At 17, “Self-Respect” washed over me vaguely; it seemed to make healthy sense and I hoped I lived up to its challenge. That was all. Then I forgot about it for 20 years. How different it feels to read it now in this year of COVID. It was written in 1967 and lamented the passing from fashion of some old-world notions and terms: charactergritself-respect. She wrote of the “slipping prestige” of such qualities:
 
“People with self-respect exhibit a certain toughness, a kind of moral nerve; they display what was once called character, a quality which, although approved in the abstract, sometimes loses ground to other, more instantly negotiable virtues ...  Self-respect is something that our grandparents, whether or not they had it, knew all about. They had it instilled in them, young, a certain discipline, the sense that one lives by doing things one does not particularly want to do, by putting fears and doubts to one side, by weighing immediate comforts against the possibility of larger, even intangible, comforts ... That kind of self-respect is a discipline, a habit of mind that can never be faked but can be developed, trained, coaxed-forth.”
 
Such style is even further out of fashion than in was in 1967. I cannot imagine entreaties to “be stronger!” have much to do with social work these days, though (hesitantly) I confess a certain nostalgia for it.
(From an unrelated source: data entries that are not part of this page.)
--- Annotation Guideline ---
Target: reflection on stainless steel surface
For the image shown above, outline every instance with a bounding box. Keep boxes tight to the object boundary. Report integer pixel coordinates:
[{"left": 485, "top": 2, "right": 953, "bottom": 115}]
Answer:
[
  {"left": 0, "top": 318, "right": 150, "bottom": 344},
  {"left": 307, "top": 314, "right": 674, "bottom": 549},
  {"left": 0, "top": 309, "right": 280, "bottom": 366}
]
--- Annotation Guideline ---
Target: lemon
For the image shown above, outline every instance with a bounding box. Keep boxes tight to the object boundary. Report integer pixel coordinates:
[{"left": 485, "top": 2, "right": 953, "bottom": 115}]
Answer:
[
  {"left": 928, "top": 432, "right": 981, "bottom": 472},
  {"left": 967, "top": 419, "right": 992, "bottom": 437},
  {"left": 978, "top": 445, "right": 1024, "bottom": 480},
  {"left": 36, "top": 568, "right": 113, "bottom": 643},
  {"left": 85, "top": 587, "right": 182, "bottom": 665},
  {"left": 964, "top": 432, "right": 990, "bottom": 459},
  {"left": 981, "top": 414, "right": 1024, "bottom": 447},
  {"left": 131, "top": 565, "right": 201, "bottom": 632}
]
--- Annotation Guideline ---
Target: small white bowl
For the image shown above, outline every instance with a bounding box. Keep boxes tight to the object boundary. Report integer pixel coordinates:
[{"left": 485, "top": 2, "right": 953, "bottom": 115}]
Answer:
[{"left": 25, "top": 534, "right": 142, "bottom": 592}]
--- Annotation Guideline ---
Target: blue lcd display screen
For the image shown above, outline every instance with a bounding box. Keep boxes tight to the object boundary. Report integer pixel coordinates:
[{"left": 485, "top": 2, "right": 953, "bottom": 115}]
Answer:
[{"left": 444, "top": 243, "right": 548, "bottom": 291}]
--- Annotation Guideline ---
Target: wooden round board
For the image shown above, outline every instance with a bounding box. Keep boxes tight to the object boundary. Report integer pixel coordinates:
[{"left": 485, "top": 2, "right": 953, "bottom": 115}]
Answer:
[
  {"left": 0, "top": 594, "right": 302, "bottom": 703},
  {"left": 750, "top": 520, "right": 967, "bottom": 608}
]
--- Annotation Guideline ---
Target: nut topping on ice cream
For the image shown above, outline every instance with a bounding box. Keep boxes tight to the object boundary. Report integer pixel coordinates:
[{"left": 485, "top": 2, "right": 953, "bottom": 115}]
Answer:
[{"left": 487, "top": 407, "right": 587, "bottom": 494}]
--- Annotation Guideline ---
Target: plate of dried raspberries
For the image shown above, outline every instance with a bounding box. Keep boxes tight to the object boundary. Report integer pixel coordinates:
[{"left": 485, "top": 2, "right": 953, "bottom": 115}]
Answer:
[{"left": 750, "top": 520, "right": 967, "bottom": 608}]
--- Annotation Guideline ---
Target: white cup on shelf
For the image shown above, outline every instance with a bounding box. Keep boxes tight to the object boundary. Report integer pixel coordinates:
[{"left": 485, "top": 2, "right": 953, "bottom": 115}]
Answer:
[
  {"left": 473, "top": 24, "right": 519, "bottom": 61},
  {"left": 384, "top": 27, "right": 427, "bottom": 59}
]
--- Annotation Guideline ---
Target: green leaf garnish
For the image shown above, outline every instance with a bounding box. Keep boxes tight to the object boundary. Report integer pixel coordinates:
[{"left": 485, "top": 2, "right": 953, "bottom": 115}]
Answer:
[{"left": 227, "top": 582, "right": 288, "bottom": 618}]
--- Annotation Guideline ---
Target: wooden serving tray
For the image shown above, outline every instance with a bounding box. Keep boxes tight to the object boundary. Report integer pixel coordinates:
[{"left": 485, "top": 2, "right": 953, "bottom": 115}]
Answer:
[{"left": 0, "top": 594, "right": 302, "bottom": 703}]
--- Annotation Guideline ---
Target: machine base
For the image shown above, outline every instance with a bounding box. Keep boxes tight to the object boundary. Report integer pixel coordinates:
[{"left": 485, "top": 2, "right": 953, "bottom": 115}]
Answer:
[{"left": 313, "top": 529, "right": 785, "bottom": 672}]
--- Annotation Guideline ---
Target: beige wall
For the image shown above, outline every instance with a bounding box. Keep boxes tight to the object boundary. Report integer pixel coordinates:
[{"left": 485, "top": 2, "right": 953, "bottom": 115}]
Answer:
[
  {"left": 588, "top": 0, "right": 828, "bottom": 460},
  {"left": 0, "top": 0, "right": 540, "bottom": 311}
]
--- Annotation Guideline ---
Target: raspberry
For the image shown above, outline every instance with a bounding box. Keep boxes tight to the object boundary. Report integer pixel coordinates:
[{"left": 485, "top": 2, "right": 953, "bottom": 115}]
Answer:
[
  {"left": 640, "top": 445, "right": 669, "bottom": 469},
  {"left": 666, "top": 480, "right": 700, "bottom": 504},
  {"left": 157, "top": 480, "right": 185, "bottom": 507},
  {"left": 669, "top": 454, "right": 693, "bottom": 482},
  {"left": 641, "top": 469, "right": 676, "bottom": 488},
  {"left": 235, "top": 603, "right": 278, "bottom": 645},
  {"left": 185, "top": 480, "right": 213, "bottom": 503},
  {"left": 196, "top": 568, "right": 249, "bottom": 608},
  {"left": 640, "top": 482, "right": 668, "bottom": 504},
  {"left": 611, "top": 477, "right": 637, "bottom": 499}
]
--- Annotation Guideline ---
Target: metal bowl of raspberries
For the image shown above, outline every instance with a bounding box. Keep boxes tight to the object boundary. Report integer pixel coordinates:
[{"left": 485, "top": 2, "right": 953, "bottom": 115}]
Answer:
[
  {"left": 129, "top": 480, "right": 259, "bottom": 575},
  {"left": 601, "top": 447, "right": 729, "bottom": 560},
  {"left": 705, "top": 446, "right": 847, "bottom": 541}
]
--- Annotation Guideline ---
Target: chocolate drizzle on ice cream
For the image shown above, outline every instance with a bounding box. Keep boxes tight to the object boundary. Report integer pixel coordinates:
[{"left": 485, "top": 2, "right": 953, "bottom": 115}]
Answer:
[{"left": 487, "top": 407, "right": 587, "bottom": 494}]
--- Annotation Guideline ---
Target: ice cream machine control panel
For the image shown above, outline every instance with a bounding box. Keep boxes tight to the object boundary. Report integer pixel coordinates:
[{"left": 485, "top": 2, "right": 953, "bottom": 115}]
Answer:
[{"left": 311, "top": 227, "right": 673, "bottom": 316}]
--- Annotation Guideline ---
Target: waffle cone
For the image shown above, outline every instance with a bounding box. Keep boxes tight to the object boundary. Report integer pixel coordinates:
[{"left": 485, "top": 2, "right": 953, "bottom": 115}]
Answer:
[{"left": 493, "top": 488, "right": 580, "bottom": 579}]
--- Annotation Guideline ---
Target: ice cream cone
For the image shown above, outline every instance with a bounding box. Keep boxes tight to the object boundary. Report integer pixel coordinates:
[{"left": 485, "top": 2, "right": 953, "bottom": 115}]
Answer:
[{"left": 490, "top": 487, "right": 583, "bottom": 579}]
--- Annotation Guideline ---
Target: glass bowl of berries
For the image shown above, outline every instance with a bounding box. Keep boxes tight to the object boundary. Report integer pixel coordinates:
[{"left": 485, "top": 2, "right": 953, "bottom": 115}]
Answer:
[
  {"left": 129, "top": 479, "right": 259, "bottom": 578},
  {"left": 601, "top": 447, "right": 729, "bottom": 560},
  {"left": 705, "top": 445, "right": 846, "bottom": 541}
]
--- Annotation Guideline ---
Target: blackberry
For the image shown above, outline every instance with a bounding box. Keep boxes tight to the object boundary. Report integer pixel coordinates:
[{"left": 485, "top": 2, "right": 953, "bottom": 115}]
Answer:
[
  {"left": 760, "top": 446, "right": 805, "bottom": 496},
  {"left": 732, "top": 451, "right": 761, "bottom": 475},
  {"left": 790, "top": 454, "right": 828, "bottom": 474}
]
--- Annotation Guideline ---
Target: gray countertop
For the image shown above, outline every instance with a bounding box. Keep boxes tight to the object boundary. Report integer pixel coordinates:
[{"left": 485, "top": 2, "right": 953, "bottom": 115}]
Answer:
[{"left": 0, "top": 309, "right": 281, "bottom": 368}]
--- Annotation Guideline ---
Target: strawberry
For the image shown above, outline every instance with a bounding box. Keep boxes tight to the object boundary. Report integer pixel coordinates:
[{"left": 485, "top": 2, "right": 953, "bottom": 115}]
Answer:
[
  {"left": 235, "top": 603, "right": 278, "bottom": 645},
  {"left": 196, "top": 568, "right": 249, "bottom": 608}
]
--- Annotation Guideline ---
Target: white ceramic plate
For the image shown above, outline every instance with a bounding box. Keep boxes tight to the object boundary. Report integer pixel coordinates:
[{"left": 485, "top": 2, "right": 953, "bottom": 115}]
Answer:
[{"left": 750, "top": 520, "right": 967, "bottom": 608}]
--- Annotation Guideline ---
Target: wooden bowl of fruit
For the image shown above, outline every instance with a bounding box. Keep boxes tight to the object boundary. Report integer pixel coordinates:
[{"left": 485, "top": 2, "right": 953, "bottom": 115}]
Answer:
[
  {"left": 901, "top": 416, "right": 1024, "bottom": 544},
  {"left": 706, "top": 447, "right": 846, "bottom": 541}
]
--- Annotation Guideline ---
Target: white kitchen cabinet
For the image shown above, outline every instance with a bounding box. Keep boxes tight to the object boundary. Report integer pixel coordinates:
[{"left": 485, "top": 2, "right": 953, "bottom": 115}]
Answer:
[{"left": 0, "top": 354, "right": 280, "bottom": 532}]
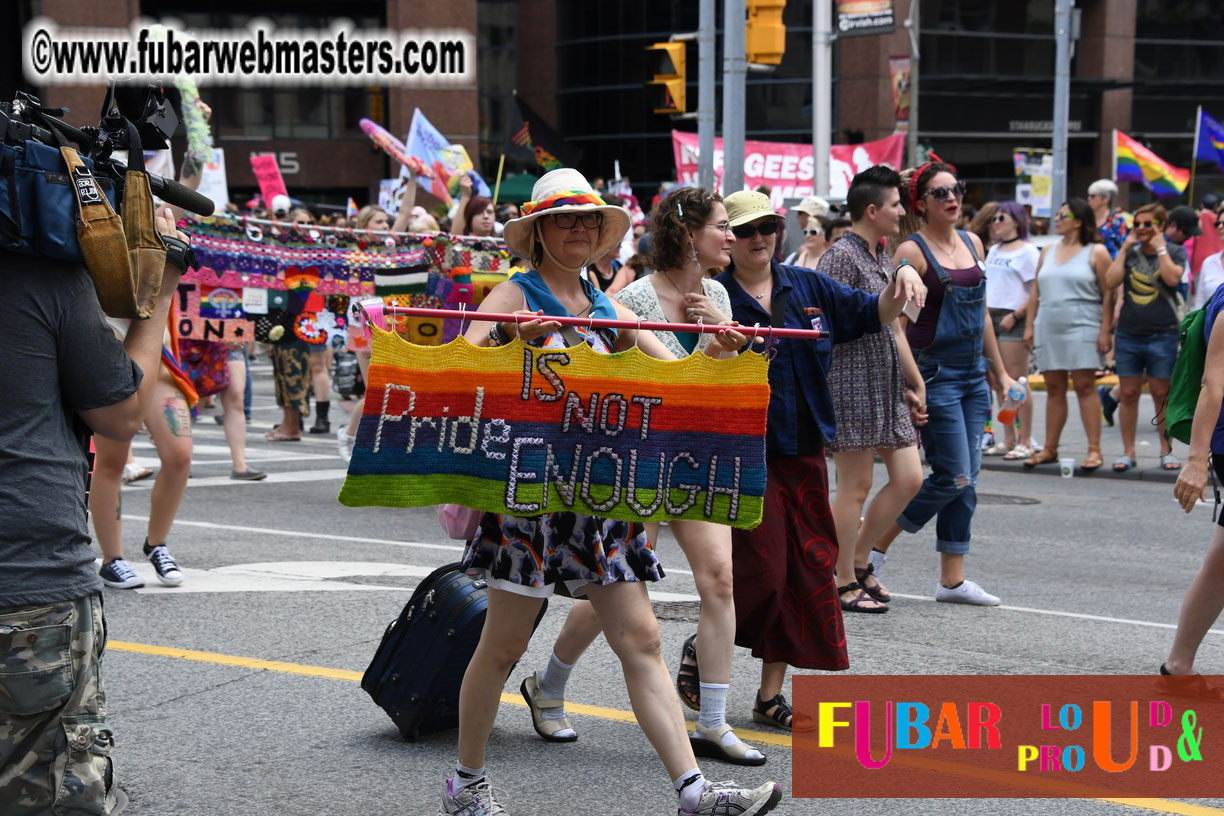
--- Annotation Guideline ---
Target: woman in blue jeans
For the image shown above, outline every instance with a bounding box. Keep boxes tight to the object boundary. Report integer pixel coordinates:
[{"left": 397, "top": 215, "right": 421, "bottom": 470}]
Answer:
[
  {"left": 874, "top": 161, "right": 1013, "bottom": 606},
  {"left": 1105, "top": 203, "right": 1186, "bottom": 473}
]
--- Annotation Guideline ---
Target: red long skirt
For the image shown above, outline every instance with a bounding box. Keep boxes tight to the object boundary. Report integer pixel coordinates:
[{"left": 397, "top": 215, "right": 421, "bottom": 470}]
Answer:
[{"left": 732, "top": 450, "right": 849, "bottom": 672}]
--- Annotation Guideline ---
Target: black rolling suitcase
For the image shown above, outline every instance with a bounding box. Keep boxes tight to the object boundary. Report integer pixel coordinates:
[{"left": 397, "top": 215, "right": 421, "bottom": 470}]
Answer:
[{"left": 361, "top": 564, "right": 548, "bottom": 743}]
The phrase my grandfather uttered to me most was “toughen up” (or sometimes “harden up” in the Australian), which was itself a kind of indulgence; more typical was a turning-up of the nose at some display of my perceived weakness. This was a man born in rural Queensland during the Depression, named “Shirley” after a coal mine, had rotten teeth pulled by the local blacksmith, fought in the Pacific and was shot in the back by his brother. God knows what he thought of my blubbing over a bloody knee. But in the modern moment, you could ask what potential damage was wrought that he gave my considerable fears and imperfections no space. A good deal, I imagine. And then there is that other question that nags at me these many years later: is there any place for “toughen up”? For what, if anything, do I owe it?
 
Apparently, that attitude belongs in the past; meanwhile those words bubble up in my mind more than they probably ought. Especially this year, when some healthy young adults betray such theatrical self-concern, while others scream compulsively about interference (“The best lack all conviction, while the worst are full of passionate intensity” – another Yeats line written pompously on my college wall.) Among adults, is it always the elderly who fare well by this comparison? The nature of this virus has delivered a perverse proving ground in this regard. It preys on certain demographics so much more than on others, and yet, it is the steadfastness of the vulnerable groups that my grandfather would easily recognize. Joan Didion, too, perhaps. At least that has been my perception.
 
That is to pass no comment whatsoever on the non-adults. It will take years to know the full toll of this year upon them. From the moment I wake up I obsess over how to solve, or at least mitigate, this experience for them. What support, what compensation, what service can we continue to provide?
 
Still, at the end of this short essay – safe in the knowledge that few people are still reading it – I do quietly ask whether there might yet be some small role for “toughen up” today; just one tactic among others? Could any young person, any at all, grow in virtue under the explicit expectation of such a demand?
 
No, I guess not – or at least not without risk. Nevertheless, I thought I would write it down somewhere just in case.